Data‑driven economy tables (throughput per station, bonus thresholds, shipment rewards) so we can tune without code changes.

Challenges we ran into

A tiny tweak at one station could stall the entire line; we added buffers and smart queueing. Mobile performance. Dozens of moving parts (logs, boards, forklifts) required aggressive pooling and careful physics layers. Co‑op sync & griefing. We needed friendly rules to prevent “pallet stealing,” forklift flips, and jammed conveyors. Readable safety & signage. Making real‑world signage legible and helpful on small screens without clutter.

Accomplishments that we're proud of

End‑to‑end lumber lifecycle that feels authentic yet approachable.

Forklift controls that are satisfying, forgiving, and mobile‑friendly.

Co‑op bonuses that truly reward teamwork (not just parallel soloing).

AI foreman + ambient sound that add personality and place without getting in the way.

What we learned

The sweet spot for mobile job‑sims is short, stackable tasks with visible progress every 10–30 seconds.

Bottlenecks are content.
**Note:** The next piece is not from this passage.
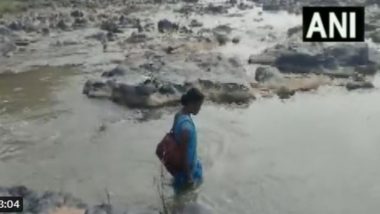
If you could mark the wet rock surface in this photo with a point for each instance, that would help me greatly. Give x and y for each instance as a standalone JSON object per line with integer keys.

With the right buffers and roles, a “problem” becomes a fun team puzzle.

AI works best as flavor and guidance, not a gameplay crutch.

Investing early in data‑driven tuning saves huge time once playtesting starts.

What's next for Idle Lumber

Live ops: Seasonal leaderboards and rotating contract themes to keep the yard lively. Progression: Tool/vehicle upgrades, yard expansions, vanity skins, and title cards for specialists (e.g., “Master Loader”).